Acórdão do Tribunal da Relação de Lisboa
Processo:
191/08.2TBPDL-B.L1-2
Relator: PEDRO MARTINS
Descritores: OPOSIÇÃO À PENHORA
IMPENHORABILIDADE
SALÁRIO MÍNIMO NACIONAL
REGIÃO AUTÓNOMA
Nº do Documento: RL
Data do Acordão: 11/02/2017
Votação: UNANIMIDADE
Texto Integral: N
Texto Parcial: S
Meio Processual: APELAÇÃO
Decisão: PROCEDENTE
Sumário: Na Região Autónoma dos Açores, o limite mínimo da impenhorabilidade dos vencimentos é o valor que resulta do acréscimo regional ao salário mínimo nacional. Ou seja, a norma do art. 738/3 do CPC, e outras de teor idêntico, devem ler-se como referindo-se também ao “salário mínimo regional” se o executado viver nessa RA.

(Sumário elaborado pelo Relator)
Decisão Texto Parcial:Acordam no Tribunal da Relação de Lisboa os juízes abaixo assinados.


Relatório:

                 
Ao executado tem vindo a ser penhorado parte do seu vencimento mensal como soldado do exército, desde Janeiro de 2017 (e não de Março de 2017, como refere a notificação de penhora feita pelo agente de execução), por valores que o deixam com um vencimento líquido inferior a 584,85€.

A 28/04/2017, o executado veio opor-se à penhora do seu vencimento na parte em que o deixe com um valor inferior àquele, pois que ele é valor do salário mínimo da Região Autónoma dos Açores, que é onde o executado reside e onde recebe a remuneração (como se vê da documentação junta). Pediu a redução do valor a penhorar, por forma a respeitar o valor do salário mínimo regional, e o reembolso dos valores que têm sido indevidamente descontados, bem como dos que resultarem a mais por cada mês de penhora efectuada.

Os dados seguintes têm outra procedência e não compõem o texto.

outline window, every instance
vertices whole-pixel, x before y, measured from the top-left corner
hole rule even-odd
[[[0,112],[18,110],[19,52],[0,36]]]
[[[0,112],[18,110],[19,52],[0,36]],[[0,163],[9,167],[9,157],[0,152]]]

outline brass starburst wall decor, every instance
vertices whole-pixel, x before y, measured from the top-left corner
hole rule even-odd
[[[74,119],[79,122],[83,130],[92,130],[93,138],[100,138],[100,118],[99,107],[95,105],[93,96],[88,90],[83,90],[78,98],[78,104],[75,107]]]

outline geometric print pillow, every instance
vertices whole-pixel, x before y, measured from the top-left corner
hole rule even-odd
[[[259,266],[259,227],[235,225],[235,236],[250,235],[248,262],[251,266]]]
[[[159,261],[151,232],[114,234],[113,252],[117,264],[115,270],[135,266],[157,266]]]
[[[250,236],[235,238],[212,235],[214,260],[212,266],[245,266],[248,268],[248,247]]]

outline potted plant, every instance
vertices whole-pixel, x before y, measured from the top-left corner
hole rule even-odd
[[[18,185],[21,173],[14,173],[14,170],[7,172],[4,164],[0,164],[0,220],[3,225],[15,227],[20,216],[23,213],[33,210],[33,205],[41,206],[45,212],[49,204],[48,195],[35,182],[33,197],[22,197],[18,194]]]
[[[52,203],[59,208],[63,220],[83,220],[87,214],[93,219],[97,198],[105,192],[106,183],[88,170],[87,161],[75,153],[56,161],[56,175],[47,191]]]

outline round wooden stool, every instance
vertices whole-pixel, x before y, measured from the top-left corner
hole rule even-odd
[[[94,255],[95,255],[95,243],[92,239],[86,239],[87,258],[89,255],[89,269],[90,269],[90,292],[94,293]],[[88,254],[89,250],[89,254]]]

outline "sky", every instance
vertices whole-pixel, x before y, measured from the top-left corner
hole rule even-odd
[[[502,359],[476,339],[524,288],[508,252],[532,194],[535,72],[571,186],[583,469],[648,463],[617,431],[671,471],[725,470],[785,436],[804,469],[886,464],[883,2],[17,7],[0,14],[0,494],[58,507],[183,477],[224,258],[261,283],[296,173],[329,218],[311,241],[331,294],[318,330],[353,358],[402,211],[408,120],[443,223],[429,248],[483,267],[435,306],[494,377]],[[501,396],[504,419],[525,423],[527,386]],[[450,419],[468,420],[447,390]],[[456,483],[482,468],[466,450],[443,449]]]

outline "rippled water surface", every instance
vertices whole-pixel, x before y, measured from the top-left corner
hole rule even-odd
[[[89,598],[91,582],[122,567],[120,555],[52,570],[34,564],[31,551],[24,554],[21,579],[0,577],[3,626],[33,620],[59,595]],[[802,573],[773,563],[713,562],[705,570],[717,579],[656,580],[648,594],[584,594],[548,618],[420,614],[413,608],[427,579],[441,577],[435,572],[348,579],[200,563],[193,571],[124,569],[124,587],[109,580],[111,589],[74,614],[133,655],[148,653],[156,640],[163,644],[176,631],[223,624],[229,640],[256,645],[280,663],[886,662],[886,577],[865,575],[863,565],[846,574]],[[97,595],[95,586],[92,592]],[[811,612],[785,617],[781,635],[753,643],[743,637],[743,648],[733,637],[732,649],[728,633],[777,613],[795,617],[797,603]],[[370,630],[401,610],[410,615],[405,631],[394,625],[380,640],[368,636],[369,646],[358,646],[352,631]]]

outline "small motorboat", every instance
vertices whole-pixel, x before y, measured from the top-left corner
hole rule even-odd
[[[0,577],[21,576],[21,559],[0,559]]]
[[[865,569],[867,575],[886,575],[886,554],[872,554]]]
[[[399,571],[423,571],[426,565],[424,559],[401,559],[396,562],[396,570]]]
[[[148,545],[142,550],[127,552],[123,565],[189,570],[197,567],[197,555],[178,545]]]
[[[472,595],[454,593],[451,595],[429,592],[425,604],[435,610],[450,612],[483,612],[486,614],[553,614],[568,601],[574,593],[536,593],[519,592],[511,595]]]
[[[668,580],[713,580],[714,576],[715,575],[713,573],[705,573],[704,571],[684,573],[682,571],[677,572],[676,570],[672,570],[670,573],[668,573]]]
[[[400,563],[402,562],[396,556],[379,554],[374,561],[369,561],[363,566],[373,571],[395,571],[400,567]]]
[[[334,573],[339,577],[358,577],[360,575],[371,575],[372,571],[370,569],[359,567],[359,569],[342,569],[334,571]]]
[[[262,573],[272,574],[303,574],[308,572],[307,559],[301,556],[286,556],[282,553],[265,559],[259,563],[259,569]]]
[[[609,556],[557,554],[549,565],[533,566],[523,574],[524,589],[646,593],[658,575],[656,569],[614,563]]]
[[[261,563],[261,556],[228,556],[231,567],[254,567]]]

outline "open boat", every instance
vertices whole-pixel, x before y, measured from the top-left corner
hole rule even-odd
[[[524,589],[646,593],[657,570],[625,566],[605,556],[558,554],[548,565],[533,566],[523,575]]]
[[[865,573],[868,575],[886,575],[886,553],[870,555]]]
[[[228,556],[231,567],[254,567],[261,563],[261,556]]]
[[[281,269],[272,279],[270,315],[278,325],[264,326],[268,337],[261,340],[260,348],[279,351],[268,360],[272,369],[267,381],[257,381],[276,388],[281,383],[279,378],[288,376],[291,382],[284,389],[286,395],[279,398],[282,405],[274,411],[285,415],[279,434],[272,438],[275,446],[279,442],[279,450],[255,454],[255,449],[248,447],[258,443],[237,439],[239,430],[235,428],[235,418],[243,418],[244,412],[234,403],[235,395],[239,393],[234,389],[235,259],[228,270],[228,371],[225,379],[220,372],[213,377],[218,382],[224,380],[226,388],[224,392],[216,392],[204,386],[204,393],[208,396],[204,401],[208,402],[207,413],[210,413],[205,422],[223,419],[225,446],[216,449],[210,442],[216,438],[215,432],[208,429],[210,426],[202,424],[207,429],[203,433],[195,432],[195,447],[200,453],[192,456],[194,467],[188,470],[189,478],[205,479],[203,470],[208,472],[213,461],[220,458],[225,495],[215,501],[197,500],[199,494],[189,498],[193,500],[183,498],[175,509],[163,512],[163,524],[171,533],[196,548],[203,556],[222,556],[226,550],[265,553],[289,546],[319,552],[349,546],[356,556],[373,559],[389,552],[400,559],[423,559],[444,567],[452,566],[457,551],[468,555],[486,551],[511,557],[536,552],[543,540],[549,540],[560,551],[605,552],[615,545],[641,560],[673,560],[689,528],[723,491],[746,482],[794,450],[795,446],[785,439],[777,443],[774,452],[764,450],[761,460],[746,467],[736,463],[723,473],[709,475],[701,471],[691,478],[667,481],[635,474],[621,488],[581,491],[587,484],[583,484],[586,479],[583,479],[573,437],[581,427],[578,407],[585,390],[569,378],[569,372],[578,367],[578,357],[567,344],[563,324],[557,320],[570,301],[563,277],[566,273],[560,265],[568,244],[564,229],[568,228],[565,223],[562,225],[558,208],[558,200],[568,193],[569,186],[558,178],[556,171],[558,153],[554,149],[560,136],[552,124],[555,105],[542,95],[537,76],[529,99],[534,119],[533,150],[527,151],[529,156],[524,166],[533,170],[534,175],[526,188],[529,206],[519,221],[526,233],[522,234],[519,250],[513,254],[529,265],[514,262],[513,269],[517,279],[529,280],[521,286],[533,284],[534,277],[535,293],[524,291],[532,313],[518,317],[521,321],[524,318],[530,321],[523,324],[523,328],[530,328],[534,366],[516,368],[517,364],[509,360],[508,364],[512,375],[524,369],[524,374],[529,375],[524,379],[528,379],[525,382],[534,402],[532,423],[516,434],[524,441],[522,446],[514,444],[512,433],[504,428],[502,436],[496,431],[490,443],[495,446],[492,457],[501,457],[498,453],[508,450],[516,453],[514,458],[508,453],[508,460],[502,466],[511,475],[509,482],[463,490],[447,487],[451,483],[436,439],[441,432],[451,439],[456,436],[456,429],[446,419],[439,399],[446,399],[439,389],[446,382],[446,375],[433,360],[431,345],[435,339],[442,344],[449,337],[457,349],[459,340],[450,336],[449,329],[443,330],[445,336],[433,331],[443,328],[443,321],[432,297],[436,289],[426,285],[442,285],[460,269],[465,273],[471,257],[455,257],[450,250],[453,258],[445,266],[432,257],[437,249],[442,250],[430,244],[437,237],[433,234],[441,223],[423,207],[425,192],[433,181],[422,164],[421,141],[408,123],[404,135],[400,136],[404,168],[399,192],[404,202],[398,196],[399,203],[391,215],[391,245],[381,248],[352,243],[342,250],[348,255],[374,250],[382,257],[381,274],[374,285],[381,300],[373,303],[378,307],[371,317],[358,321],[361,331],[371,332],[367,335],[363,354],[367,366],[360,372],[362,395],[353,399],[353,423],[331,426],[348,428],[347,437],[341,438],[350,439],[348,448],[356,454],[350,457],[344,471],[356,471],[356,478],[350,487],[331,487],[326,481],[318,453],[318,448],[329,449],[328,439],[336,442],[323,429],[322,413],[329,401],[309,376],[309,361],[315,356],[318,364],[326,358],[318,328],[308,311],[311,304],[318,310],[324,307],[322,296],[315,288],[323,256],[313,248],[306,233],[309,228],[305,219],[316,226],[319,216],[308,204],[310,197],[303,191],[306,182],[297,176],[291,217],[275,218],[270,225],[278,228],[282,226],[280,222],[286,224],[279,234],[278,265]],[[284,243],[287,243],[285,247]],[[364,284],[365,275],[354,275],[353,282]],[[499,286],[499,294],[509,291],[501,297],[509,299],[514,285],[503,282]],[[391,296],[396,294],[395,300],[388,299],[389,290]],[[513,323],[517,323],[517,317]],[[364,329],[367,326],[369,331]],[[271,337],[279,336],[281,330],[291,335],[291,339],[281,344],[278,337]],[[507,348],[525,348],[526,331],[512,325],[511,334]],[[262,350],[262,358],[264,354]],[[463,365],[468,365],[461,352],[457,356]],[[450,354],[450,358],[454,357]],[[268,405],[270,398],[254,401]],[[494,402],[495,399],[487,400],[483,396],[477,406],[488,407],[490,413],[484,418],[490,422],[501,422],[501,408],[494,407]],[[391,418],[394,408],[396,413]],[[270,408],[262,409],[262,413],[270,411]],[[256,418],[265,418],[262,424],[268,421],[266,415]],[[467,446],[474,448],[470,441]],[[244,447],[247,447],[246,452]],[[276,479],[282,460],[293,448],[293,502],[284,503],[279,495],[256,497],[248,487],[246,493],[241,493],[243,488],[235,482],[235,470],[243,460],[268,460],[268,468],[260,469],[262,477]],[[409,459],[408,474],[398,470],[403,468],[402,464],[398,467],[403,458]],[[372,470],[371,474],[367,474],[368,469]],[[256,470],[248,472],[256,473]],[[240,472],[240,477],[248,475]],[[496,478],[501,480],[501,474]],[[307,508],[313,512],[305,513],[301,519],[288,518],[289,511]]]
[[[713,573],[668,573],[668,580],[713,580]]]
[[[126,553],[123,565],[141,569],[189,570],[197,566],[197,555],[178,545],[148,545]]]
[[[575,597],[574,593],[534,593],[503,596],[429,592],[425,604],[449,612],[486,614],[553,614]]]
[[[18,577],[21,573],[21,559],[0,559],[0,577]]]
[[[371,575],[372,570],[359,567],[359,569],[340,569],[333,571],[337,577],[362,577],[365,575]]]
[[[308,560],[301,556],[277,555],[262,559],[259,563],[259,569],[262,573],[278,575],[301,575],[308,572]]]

Por despacho de 06/06/2017, esta pretensão foi indeferida liminarmente por manifestamente improcedente, depois de se invocar os arts. 732/1-c, 785/2, 738/1 e 3, todos do CPC, sublinhando, do último, a referência ao salário mínimo nacional, dizendo-se ainda o seguinte:
A previsão legal pretende proteger interesses vitais do executado, baseando-se em razões que se prendem com a dignidade da pessoa humana, enquanto princípio fundamental consagrado no artigo 1.º da Constituição da República Portuguesa.
Assim, tendo em conta a globalidade do rendimento, o princípio acima enunciado não sai beliscado, porquanto não ofende aquele mínimo de subsistência condigna cujo remanescente poderá ser penhorado tendo em vista a satisfação da prestação a que o credor tem direito.
Retornando ao caso concreto, verifica-se que a pretensão do executado é manifestamente improcedente, porquanto a penhora concretizada observa o legalmente previsto.
O executado vem recorrer deste despacho – para que seja revogado e substituído por outro a determinar que a oposição seja admitida – terminando as suas alegações com as seguintes conclusões (com alguma síntese feita por este acórdão do TRL):
1–A referência a salário mínimo contém em si a ideia de que é a remuneração básica estritamente indispensável para satisfazer as necessidades impostas pela sobrevivência digna do trabalhador e que por ter sido concedido como o “mínimo dos mínimos” não pode ser, de todo em todo, reduzido, qualquer que seja o motivo.
2–O Decreto Legislativo Regional n.º 8/2002/A, de 10/04, em vigor na Região Autónoma dos Açores, atribui um acréscimo de 5% ao salário mínimo fixado para o continente português […], motivado pelo facto de o custo de vida nos Açores ser superior ao do continente, por força dos custos da insularidade, conforme decorre da exposição de motivos constante daquele Decreto.
3–Assim, o vulgarmente chamado, de modo impróprio, salário mínimo regional, actualmente em 584,85€, é o mínimo considerado necessário para uma existência com dignidade humana, nos Açores, que a Constituição garante.
4–Qualquer outro entendimento, designadamente o meramente literal, é claramente inconstitucional, não só por violar o princípio da dignidade da pessoa humana, por o valor indispensável para garantir o mínimo de sobrevivência digna ser superior na RAA, mas também por violar o princípio da igualdade, uma vez que com tal interpretação estar-se-á a tratar de forma igual, duas realidades distintas e, como tal, desiguais, merecendo por isso tratamento diferente, por devidamente justificado.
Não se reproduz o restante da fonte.